**I**am meeting more and more children who are having difficulty with basic arithmetic. Many of them are finding 1st and 2nd grade math difficult, if not impossible. Their parents are dealing with crying, frustrated, bewildered children. Parents, not sure of what the problem is, are turning to tutors for help. Often I find the child is struggling not with math but with language requirements. Many of these children can do simple arithmetic, but they can't explain how they do it. They also cannot explain how gravity takes them down a slide or explain the difference between the words

*a*and

*the*in a sentence. Children manage, however, to play on a slide and to use correct articles when speaking.

The new standards for math demand explanations. The mantra is, "

*We want students to understand math*." One would hope that those who create tests reported to measure a child's "

*understanding*" of a subject would themselves have an understanding of child development.

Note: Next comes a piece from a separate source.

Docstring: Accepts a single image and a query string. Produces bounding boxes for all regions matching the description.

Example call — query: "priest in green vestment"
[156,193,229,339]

There are many things in life a child does before being able to explain them. There are many things an adult does that he may have difficulty explaining. How many drivers can explain in detail what happen mechanically in a car when they hit the brakes? How many can explain the physics involved as the car stops?

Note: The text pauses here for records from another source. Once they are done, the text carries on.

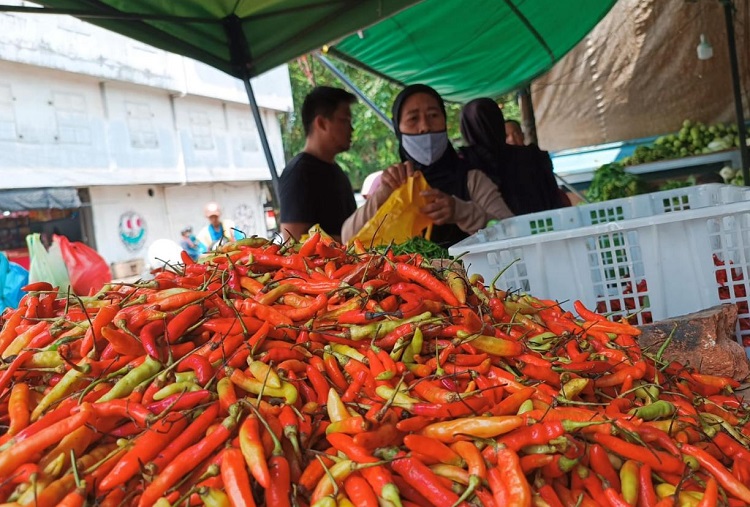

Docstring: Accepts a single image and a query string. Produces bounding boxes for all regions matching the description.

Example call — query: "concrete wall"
[90,182,266,263]
[0,61,284,188]
[0,0,293,111]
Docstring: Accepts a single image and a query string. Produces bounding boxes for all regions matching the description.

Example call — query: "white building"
[0,3,292,274]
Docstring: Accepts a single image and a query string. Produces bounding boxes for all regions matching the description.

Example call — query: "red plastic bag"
[54,235,112,296]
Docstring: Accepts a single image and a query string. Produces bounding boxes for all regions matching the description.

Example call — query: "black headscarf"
[391,84,469,246]
[461,98,563,215]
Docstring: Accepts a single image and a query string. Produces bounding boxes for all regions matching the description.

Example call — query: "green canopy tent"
[0,0,615,196]
[0,0,418,197]
[330,0,616,102]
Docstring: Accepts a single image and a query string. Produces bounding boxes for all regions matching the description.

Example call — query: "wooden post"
[518,85,539,144]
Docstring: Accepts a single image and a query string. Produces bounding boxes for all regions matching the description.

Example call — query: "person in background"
[342,84,512,246]
[197,202,243,252]
[360,171,383,199]
[460,98,565,215]
[180,226,203,261]
[279,86,357,241]
[505,120,526,146]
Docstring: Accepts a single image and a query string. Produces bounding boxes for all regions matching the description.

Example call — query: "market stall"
[0,188,83,269]
[0,239,750,507]
[0,2,750,507]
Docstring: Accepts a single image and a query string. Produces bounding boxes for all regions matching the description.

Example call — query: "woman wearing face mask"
[341,85,513,246]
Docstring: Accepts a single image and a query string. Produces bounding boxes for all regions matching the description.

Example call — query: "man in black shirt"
[279,86,357,241]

A recent Atlantic article about the push for students to explain math was one of the few articles I have seen that discusses the problems some students have with this process. Although this article referred to middle school I have found that the push to explain one's answer starts in elementary school. Students on the autism spectrum, students with language problems, and students with delayed speech are put at a disadvantage when asked to explain, even with they can quickly and accurately find the answer to several of the same types of math problems.

Many younger children may not have yet developed the thought process which gives them the ability to explain the abstract. Some young students have problems with the eye hand coordination needed to circle or created the tiny lines and blocks needed to show regrouping in addition and subtraction. It is important to allow children to use concrete items when learning arithmetic. The fact that many children need these items makes one question their ability to then verbalize let alone write about an abstract algorithm. The other reality is that sometimes it is very difficult to explain in words something very simple. Some ideas are so simple that it takes a philosopher to make it convoluted through an explanation.

Too often teachers are asked to encourage math discussions with children who get confused by the various suggested methods. While middle schoolers may have an

*aha*moment when a peer discusses a math shortcut, a 7 year old may tune out because they haven't mastered the method, and don't have a true foundation to understand shortcuts.

Some students hit a math wall when introduced to fractions. Others hit a wall when introduced to algebra. I would be interested to see how many are hitting the wall when learning addition and subtraction today compared to a few decades ago.

There are many adults who claim to be "bad at math." Because of demands placed on them to "understand the math," some children who may get the process, and later with practice and maturity might understand the underlying concepts, decide early on that math is too hard. What good does it do to work one's way through a math problem, get the correct answer, and then be deemed ignorant because you can't give an adult explanation of how you got that answer?

We are not even going to touch the problem of children who can explain what they did in math (perhaps through memorization) and get credit for that explanation; but who seldom get the correct answer to a basic arithmetic problem. While it is true they will be using calculators someday, one wonders at the ability to explain without the ability to produce.